Potret Alma Ben-Ami (kredit foto: Judith Kakon)

Yang disebut potret Alma, lukisan oval berbagai tokoh, dimulai saat Ben-Ami berhenti merokok, mulai mengunyah permen karet, dan mencoba semua merek yang ada di pasaran. Merek yang paling disukainya adalah Alma, salah satu permen karet pertama yang dibuat oleh Elite pada tahun 1950-an, kemudian diperkenalkan kembali beberapa tahun yang lalu sebagai bentuk gelombang nostalgia retro. Ben-Ami tinggal di Alma Oval, tetapi berpindah dari patung Alma ke Sigmund Freud dan orang lain yang dia pikirkan dan baca saat itu.

Potret yang terinspirasi Alma (kredit foto: Judith Kakon)

“Ketika sesuatu berhasil, saya katakan ‘OK’ dan lakukan saja,” kata Ben-Ami. “Keteraturannya sangat penting bagi saya… fakta bahwa itu berasal dari sebungkus permen karet namun sudah ada sejak lama. Ini adalah referensi bagi saya.”

Pegunungan Cezanne di atas kertas neon (kredit foto: Judith Kakon)

Ben-Ami menemukan gulungan kertas berpendar berwarna hijau dan oranye, kertas yang dia kaitkan dengan selebaran yang dipasang di papan buletin kota—kata-kata hitam tebal yang menonjol di lembaran berwarna cerah. Pada saat itu, dia sedang memikirkan serial Mont Sainte-Victoire karya Cezanne, jadi dia membuatnya dengan gaya Pop-Art pada gulungan oranye berpendar.

“Saya terjebak di gulungan kertas itu,” katanya. “Perhatikanlah warna hitam pada kapur. Ada sesuatu yang berarti dalam hal itu bagiku. Kemudian seseorang mengatakan kepada saya bahwa itu disebut neon (saya tidak tahu), dan itu menempatkan Anda dalam konteks yang berbeda, yaitu warna dalam sejarah seni, dan saya menyukai gagasan untuk menempatkan alam pada sesuatu yang tidak wajar seperti neon pada tempatnya. “

Cakrawala lautan dengan neon (kredit foto: Judith Kakon)

Begitu pula dengan karya “Laut”, yang menggambarkan cakrawala lautan di atas selembar kertas panjang berwarna oranye neon.

“Saya telah mengerjakan ini selama beberapa waktu.
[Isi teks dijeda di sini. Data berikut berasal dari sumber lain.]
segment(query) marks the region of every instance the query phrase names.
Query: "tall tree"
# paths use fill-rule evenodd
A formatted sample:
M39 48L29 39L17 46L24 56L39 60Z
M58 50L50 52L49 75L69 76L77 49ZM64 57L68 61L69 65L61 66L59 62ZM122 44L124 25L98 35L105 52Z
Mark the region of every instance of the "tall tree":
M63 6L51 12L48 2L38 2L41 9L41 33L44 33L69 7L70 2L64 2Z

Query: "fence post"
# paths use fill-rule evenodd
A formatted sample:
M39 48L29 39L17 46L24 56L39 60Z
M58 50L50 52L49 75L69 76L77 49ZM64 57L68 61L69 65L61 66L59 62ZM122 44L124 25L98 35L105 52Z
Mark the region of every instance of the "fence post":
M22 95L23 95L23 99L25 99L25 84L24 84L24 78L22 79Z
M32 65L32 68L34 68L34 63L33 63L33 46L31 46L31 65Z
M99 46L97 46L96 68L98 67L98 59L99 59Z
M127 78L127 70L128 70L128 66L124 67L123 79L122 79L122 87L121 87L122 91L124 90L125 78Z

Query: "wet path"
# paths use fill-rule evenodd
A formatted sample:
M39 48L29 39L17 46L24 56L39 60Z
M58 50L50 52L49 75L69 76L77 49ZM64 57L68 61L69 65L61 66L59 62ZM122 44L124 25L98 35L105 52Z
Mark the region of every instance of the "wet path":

Setiap kali saya di laut, saya memikirkannya, apakah saya melihat sesuatu yang lurus atau bengkok… Anda terus melihatnya,” katanya.

Penggunaan kanvas alternatif telah terbukti selama bertahun-tahun, terutama pada karya-karyanya yang besar, sering kali dilukis di atas kain satin, yang pertama kali digunakan Ben-Ami sebagai pelapis serangkaian tas.

“Saya suka membuat karya besar dan memasukinya; itu perasaan yang berbeda,” lanjutnya.

Manusia di alam, dengan kain satin (kredit foto: Judith Kakon)

Judul karya Ben-Ami umumnya sederhana dan lugas, judul satu kata yang menyatakan apa yang ada dalam lukisan. Lukisan-lukisan tersebut, kata Ben-Ami, terkadang diawali dengan namanya, menawarkan metafora untuk gambar tersebut, percakapan di balik layar, atau sesuatu yang hanya dia lihat.

Namun jangan mencari makna dari warna sweter seseorang, ia memperingatkan, karena seringkali hal itu didasarkan pada apa yang ia kenakan pada hari itu. Begitu pula dengan penampilan fisik seseorang, baik pendek atau tinggi, Israel, gemuk atau kurus. “Mereka hanya manusia,” tegasnya. “Siapa yang peduli seperti apa penampilan mereka?”

Pandangan biologis pada jaringan payudara (kredit foto: Judith Kakon)

Karya biologi Ben-Ami menawarkan pendekatan Pop yang sama terhadap subjek tersebut, namun memiliki ikatan yang kuat dengan buku biologi yang ia ulas berkali-kali.

“Ini terlihat berbeda setiap saat, dan ini menimbulkan reaksi keras dari saya,” klaimnya. “Jelas tidak semua orang menyukainya, tapi SAYA lakukan karena sederhana dan tidak rumit, itulah sebabnya saya dapat mengulanginya lagi dan lagi. Inilah akar dari pameran ini, landasan karya saya.”

Sol sandal jepit dan kompor gas (kredit foto: Judith Kakon)

“Ini adalah hal-hal yang saya lihat,” katanya. “Itu terjadi setiap hari, tapi itu ada dalam pikiranku.”

“Zephyr” akan ditutup pada 4 Januari 2013. Pembicaraan galeri akan berlangsung pada hari Jumat, 4 Januari pukul 12.00 Yaffo 23 terbuka Senin-Kamis, 11.00-18.00; Jumat: 11:00-14:00 Yaffo 23 terletak di atas kantor pos pusat (di lantai 3), 23 Jaffa Road, Yerusalem.